Macformer: How Deep Learning Can Potentially Help the Design of Macrocyclic Drug Candidates

Macformer utilizes the Transformer architecture to generate diverse macrocycles from bioactive acyclic molecules, significantly enhancing their biological activity and physicochemical properties. The study by Yanyan Diao et al. showcases Macformer’s ability to efficiently explore the vast chemical space and produce novel macrocycles.

The Rise of Macrocycles:

Macrocycles include a diverse range of compounds such as natural products like Cyclosporine A, which is used as an immunosuppressant, and Vancomycin, an antibiotic used to treat severe bacterial infections. Additionally, synthetic macrocycles like Somatostatin analogs, used to treat acromegaly and certain types of tumors, highlight their therapeutic potential. These examples illustrate the versatility and importance of macrocycles in modern medicine.

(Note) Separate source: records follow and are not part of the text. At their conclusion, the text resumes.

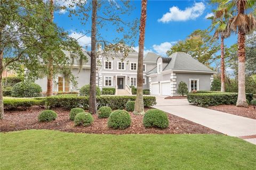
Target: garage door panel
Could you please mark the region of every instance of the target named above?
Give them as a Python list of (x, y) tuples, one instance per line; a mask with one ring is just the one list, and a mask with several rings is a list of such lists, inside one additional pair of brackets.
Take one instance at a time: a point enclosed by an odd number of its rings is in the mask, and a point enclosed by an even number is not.
[(171, 95), (171, 83), (161, 83), (162, 95), (170, 96)]

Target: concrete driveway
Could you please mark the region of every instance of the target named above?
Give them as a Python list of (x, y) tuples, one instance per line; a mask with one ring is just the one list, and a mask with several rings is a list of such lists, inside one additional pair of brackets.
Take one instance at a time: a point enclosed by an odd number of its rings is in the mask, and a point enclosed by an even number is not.
[(156, 97), (155, 108), (256, 144), (256, 120), (190, 105), (186, 99), (164, 99), (163, 96)]

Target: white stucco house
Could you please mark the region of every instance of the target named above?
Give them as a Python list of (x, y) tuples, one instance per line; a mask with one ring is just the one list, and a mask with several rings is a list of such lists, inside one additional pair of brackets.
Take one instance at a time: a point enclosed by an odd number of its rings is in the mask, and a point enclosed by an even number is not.
[[(65, 52), (66, 55), (69, 53)], [(71, 67), (77, 77), (77, 87), (75, 88), (64, 75), (57, 75), (53, 81), (54, 91), (78, 91), (89, 84), (90, 73), (90, 52), (85, 52), (89, 62), (79, 70), (79, 61)], [(123, 54), (109, 53), (108, 58), (99, 53), (100, 64), (97, 66), (96, 83), (100, 89), (116, 89), (116, 95), (131, 94), (131, 86), (137, 87), (138, 53), (131, 50), (122, 61)], [(119, 57), (118, 57), (119, 55)], [(148, 53), (143, 58), (143, 89), (150, 89), (152, 95), (177, 95), (177, 88), (181, 81), (185, 82), (189, 90), (210, 90), (215, 72), (208, 68), (185, 53), (175, 53), (170, 57), (164, 57), (154, 53)], [(38, 79), (35, 83), (46, 91), (46, 77)]]

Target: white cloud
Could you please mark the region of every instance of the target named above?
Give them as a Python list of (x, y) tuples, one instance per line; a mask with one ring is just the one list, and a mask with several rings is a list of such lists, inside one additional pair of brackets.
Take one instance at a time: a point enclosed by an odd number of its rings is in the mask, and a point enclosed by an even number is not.
[(209, 18), (209, 17), (211, 17), (211, 16), (214, 16), (214, 14), (212, 12), (207, 13), (206, 15), (205, 15), (205, 16), (204, 17), (204, 18), (207, 19), (207, 18)]
[(194, 20), (203, 14), (205, 6), (202, 2), (195, 3), (191, 7), (181, 10), (177, 6), (170, 8), (170, 12), (164, 14), (157, 21), (163, 23), (170, 21), (187, 21)]
[[(135, 47), (133, 47), (133, 49), (139, 53), (139, 46), (136, 46)], [(148, 49), (147, 48), (144, 47), (144, 52), (143, 52), (143, 55), (147, 54), (148, 52), (153, 52), (153, 51), (151, 49)]]
[(172, 44), (176, 42), (164, 42), (160, 44), (160, 45), (153, 45), (153, 49), (158, 54), (162, 56), (166, 56), (166, 52), (170, 50), (170, 48), (172, 47)]
[[(69, 37), (77, 39), (79, 44), (83, 47), (91, 46), (91, 37), (84, 36), (84, 34), (80, 32), (76, 32), (76, 31), (71, 31), (71, 33), (69, 35)], [(81, 37), (81, 38), (80, 38)]]

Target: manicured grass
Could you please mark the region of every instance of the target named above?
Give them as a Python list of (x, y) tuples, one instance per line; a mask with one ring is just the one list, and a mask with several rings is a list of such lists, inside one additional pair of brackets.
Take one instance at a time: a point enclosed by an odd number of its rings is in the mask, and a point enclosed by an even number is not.
[(256, 146), (209, 134), (1, 134), (1, 169), (255, 169)]

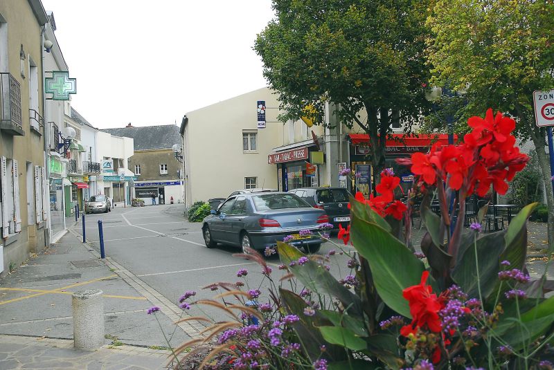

The potential of macrocycles as therapeutic agents has been increasingly noted by the pharmaceutical industry. For example, the recent breakthroughs of Merck’s MK-0616, an investigational macrocyclic peptide inhibitor of PCSK9, which is orally bioavailable.

Macrocycles are known for their high molecular weight and abundant hydrogen bond donors, making them effective in targeting challenging proteins that traditional small molecules cannot easily bind to. These molecules exhibit pre-organized constrained conformations, leading to enhanced binding affinities and selectivities.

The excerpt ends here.